Biases of participants can commonly happen, especially when they need to answer about sensitive
subjects, or when the individuals need to trust the team before giving the right answer.
Questions can be designed in different ways as the following:
● Open-ended questions in which participants answer questions in their own ways;
● Close-ended questions mostly based on yes/no or true /false answers;
● Multiple choices that provide the opportunity to choose a favorite topic by participants.
Here, as discussed in the questionnaires, the questions should be written considering several aspects
ranging from their language to their length and their presenting order. For example, sensitive
questions should be added among final questions as well. Cover letter and introduction should be also
provided as discussed in other types.
1.4. Statistical series
A set of measurements of one or more variables made on a population or sample of individuals.
1.5. Population
This is the set of elements on which the statistical study will be carried out Ω.

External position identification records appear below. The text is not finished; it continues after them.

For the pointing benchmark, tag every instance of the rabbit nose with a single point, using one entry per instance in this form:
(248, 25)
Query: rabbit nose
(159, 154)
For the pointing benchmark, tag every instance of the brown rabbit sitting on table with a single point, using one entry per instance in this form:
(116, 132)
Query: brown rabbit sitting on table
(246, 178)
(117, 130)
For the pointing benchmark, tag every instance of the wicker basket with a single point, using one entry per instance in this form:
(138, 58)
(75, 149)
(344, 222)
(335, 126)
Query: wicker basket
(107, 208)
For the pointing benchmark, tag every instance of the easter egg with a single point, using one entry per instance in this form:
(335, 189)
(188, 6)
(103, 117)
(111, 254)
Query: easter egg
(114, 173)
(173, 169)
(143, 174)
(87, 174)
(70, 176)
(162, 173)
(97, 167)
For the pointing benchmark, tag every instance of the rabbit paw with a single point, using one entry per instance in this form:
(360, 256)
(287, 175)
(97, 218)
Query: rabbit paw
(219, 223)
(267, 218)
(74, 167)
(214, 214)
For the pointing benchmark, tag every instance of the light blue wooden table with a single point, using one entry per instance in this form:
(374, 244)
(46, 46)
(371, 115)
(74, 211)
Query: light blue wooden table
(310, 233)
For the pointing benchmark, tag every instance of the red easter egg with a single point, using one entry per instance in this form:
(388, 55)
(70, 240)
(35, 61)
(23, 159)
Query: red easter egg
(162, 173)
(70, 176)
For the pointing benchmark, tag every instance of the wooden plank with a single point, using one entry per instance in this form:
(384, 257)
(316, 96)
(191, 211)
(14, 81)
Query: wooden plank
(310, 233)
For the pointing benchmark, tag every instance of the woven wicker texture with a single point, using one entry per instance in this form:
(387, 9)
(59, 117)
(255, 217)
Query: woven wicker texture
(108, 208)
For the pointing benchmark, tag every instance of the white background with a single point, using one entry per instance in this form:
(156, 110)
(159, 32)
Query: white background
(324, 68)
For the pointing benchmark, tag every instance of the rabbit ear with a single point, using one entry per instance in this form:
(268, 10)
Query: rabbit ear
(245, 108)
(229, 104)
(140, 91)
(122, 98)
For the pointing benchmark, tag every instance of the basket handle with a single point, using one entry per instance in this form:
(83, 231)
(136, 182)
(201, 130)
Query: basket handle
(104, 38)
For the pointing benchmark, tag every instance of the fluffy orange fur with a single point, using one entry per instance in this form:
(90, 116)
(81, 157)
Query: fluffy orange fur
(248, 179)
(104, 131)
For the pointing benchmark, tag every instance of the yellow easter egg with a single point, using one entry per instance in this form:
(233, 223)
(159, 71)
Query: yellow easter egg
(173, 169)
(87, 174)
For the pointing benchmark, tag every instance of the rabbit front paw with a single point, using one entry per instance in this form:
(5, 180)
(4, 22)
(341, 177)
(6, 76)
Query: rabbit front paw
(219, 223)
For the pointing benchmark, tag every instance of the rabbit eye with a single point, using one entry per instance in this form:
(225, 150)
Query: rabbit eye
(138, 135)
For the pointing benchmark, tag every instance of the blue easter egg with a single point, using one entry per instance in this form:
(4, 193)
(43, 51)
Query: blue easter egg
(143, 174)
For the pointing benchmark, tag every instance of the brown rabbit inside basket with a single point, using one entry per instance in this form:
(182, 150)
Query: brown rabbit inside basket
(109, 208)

A population is also a set of homogeneous elements (with the same characteristics) in which we are
interested and on which our statistical study is based.
In statistics, we work with populations. The term comes from the fact that demography, the study of
human populations, played a central role in the early days of statistics, particularly through
population censuses. However, in statistics, the term population is applied to any statistical object
under study, whether students (at a university or in a country), households or any other group on
which statistical observations are made. We define the notion of population.
For example, the students in a section, the bacteria in a petri dish.......
1.6.the Sample
In statistics, a sample is a set of individuals representative of a population, drawn randomly and
exhaustively.
Exhaustive drawing of an individual: Drawing without replacement: the individual is not returned
to the population after being drawn.
Non-exhaustive drawing of an individual: Drawing with delivery. An individual can be selected
several times.
1.7. Statistical units
A population is made up of individuals. The individuals that make up this statistical population are
called statistical units.
The elements that make up a sample are also called statistical units.
A population is made up of individuals. The individuals that make up this statistical population are
called statistical units.
The elements that make up a sample are also called statistical units.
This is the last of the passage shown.